Maybe the one who came to us

-in spite of disguise-

was me!

 

 

About the Poet

Sayed Gouda was born in Cairo and moved to Hong Kong in 1992 where he currently resides. He did his undergraduate studies in Egypt and China, majoring in Chinese, and received his PhD in comparative literary studies from the City University of Hong Kong in 2014. His research interests include comparative poetics, comparative literature, comparative cultural studies, and prosody studies. Gouda is a published poet, novelist, and translator. His works and translations have appeared in Arabic, English, Chinese, French, German, Spanish, Macedonian, Uzbek, Romanian, and Mongolian.He is the editor of a literary website called Nadwahthat features five languages: Arabic, Chinese, English, French, and German (www.arabicnadwah.com/index-english.htm). From 2004 to 2010, he organised a monthly literary salon in Hong Kong.
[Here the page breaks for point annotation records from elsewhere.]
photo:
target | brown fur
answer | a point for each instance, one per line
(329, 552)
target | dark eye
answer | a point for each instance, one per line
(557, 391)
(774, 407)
He has also participated in many international poetry festivals and academic conferences around the world. In 1990, Gouda won first prize in poetry from the Faculty of Languages (al-Alsun), Ain Shams University. In addition, in 2012, he was awarded the Enchanting Poet Award by The Enchanting Verses Literary Review, and in 2014, an honorary prize for his poem ‘Night Train’ from Shijie huawen shibao 世界華文詩報 (Journal of Chinese World Poetry).